Okay, so I thought that perhaps the size of the map influenced whether this happened or not, and it does seem to do that, though not due to the map size per se.
I've been watching the 2 threads for I/O and the send is fairly steady at 1.5 kBps. Looks good.
The receive thread looks like a sine wave though. At the beginning and end of a round, it starts around 2 kBps, give or take 500 Bps. It will then begin to climb to anywhere from 8-10 kBPS until half of the players are dead, then decline again. How quickly it climbs and how high seems to depend upon engagement. The more people on the server, and the faster they engage, the quicker and higher this figure climbs.
Now I'm guessing that this makes sense, but I can reliably tell you when half the population of the server is dead; and when the round ends, I can tell you approximately how many of the winning team survived by the peak and valley of the traffic.

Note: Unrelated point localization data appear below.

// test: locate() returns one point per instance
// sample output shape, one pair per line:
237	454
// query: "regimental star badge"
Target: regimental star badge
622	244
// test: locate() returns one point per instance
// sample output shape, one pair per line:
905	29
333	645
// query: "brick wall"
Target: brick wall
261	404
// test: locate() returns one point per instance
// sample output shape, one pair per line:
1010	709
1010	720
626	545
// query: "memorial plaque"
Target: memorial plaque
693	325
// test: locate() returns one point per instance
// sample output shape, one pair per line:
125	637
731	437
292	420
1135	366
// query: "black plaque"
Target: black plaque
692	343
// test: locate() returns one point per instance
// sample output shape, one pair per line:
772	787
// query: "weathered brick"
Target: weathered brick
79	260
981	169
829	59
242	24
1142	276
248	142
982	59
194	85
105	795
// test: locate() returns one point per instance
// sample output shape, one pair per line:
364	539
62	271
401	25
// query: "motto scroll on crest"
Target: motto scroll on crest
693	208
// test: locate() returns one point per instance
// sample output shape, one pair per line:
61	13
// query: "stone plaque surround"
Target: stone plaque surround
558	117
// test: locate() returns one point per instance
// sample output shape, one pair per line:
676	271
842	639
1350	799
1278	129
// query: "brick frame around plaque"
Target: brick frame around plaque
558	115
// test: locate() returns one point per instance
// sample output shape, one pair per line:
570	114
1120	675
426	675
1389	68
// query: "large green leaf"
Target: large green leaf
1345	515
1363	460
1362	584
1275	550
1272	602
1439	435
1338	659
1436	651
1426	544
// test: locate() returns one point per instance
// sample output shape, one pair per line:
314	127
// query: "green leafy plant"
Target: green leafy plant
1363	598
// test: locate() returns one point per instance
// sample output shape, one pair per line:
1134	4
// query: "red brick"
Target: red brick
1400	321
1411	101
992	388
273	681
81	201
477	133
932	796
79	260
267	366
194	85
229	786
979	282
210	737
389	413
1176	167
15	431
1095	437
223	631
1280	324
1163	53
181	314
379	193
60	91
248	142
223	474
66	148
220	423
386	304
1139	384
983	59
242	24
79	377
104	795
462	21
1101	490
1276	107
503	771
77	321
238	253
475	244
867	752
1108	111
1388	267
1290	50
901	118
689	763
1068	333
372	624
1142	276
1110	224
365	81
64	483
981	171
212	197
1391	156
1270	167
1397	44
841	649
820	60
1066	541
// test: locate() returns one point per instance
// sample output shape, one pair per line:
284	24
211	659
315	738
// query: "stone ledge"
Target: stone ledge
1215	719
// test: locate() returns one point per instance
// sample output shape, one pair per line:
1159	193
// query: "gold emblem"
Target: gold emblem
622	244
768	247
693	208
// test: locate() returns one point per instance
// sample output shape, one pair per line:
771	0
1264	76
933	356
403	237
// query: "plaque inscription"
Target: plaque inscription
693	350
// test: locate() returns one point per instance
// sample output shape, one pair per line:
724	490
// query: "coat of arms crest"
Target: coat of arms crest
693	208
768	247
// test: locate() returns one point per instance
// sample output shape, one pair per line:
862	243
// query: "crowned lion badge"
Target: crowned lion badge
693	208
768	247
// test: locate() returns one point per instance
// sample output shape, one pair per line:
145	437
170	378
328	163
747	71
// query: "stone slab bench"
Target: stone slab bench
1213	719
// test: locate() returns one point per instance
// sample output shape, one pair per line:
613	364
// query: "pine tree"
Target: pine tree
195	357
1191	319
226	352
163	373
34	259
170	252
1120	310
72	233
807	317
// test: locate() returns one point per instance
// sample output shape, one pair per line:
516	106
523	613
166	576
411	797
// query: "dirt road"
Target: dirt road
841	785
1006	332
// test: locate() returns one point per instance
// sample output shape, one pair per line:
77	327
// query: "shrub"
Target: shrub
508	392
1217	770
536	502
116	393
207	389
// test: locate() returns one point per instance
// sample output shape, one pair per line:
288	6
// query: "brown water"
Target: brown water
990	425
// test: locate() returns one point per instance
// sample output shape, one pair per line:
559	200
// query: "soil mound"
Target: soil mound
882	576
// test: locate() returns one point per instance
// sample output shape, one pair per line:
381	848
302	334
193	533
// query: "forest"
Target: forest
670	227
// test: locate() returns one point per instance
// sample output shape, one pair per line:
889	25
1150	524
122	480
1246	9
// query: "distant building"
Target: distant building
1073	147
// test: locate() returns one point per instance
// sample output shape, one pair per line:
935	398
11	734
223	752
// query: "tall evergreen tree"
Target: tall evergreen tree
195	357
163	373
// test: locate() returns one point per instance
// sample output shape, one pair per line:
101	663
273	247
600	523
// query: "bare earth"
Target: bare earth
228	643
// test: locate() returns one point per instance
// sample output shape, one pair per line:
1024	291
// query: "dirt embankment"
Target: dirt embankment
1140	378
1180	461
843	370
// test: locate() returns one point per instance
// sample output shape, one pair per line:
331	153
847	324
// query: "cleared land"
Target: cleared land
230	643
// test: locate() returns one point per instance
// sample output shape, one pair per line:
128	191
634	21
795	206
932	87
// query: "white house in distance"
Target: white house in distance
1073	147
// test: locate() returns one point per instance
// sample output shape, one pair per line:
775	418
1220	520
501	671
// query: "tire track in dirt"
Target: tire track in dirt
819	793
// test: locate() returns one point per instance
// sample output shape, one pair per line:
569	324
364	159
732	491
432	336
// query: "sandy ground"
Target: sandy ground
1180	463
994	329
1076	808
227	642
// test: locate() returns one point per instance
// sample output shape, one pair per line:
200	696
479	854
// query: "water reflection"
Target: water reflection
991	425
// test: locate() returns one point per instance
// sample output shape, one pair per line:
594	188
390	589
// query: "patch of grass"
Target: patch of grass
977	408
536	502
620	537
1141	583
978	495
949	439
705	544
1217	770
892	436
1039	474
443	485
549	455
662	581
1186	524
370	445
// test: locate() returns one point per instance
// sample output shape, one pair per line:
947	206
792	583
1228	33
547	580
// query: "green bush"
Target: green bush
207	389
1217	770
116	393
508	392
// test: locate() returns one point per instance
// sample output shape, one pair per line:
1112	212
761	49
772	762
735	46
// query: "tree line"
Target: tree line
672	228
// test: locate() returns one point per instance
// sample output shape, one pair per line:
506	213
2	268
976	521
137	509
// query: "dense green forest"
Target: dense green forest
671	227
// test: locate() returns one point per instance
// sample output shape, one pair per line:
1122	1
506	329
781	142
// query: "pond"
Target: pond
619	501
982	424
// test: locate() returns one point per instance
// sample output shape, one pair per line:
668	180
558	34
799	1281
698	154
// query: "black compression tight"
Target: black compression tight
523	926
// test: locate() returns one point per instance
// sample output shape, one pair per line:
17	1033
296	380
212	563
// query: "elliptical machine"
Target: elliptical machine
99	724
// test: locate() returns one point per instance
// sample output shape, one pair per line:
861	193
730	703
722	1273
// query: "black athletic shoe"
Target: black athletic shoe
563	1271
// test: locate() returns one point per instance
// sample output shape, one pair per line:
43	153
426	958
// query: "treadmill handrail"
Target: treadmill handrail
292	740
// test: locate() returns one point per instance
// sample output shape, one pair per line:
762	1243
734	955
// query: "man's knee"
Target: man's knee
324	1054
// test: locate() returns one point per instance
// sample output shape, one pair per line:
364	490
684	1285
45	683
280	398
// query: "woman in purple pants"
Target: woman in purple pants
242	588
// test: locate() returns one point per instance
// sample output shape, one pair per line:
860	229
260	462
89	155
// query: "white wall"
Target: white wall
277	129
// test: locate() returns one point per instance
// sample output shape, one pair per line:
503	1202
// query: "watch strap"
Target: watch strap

So how this plays out in game:
A large map is actually better for this issue. The reason being is that you have such varied speed between cavalry and athletics and armor, that the engagement begins as a trickle, peaks when about half the players die, and trickles off until round end as there are fewer engagements. With this trickle effect, you only build up to around 10-11 kBps, even with 80+ on the server.
A smaller map it plays out differently. Rather than the engagements being spread out, everyone rapidly is in combat. This means that instead of a trickle of information, suddenly there is a flood as everyone is engaged at once. That is when I noticed this issue the most. The highest peak I saw was over 16 kBps, and I suspect that somewhere between 11 and 16 kBps is where things suddenly begin to choke and we experience this issue.
I supposed I could load up The Arena as that is the smallest map that I know of, and should be more pronounced than any other.
Let me know what you think of the theory and if there is anything that I can look at for you.